Who Are You And What Have You Done With My Mother?
This is the question Michael asked when we made our way to our camp site. This is because the minute we got there I said: We’re moving here. Peter and Michael were–not quite by almost–in shock.
They looked at each other and this was just so funny. It was like a Bugs Bunny cartoon or something like that.
“But you always say when we come back home that it’s only nice because it’s a vacation.” This was from Peter. I brushed that aside.
“That was then but I never drove through the Lehigh Tunnel before. Now I know.”
Yes, there is a humorous side to this memoir but underneath there is dead seriousness. My inner self, the one of which I’m not always conscious, registered the fact of death I’d been living with during the second half of our 25 years spent in a suburb of Philadelphia.
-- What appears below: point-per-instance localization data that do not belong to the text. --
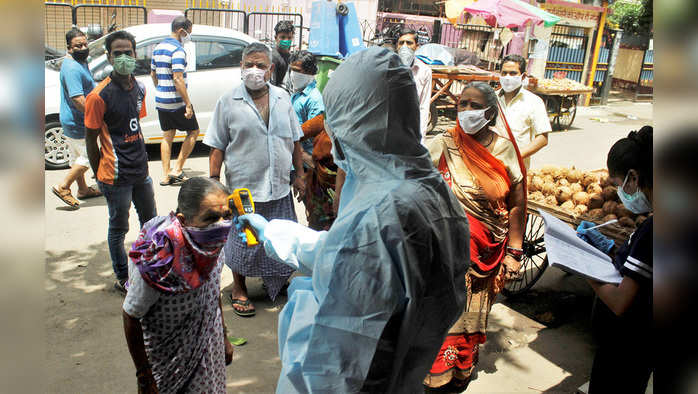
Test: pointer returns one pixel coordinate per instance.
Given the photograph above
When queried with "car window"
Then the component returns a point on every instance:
(212, 54)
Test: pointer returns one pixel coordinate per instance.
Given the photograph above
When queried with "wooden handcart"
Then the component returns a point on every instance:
(535, 259)
(561, 105)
I wasn’t a nature fan. I didn’t watch birds, I didn’t go on hikes, I never enjoyed the leaves of our huge oak trees making their way down in the autumn. The only nature-related activity I liked was planting impatiens in our flower beds. Impatiens can only grow in shade and the oak trees provided a perfect environment for them. They bloomed thickly and didn’t need much attention. The three of us always participated in planting them.
But then there is what was happening underneath. Every day for at least ten years and probably more I drove to work and back, looking at bulldozers scraping away what was put in fields and meadows naturally, and it was all gone forever. That was the worst part and lots of times I would forcefully shove that particular fact down deep into my subconscious, as deep as I could go.
It sprang to the surface, once I made the first trip “upstate” after having gone through the tunnel. I had to own up to the fact that I loved the earth, that “weeds” weren’t what people said they were, that along with my neighbors at the end of our street I noticed with a sinking heart the overabundance of songbirds. Why did the birds break my heart? At the other end of our street there were no more trees left to shelter them.
I’ve written about this over and over and I know now that I’ll never stop thinking and writing about it. When your soul is touched that deeply you don’t forget.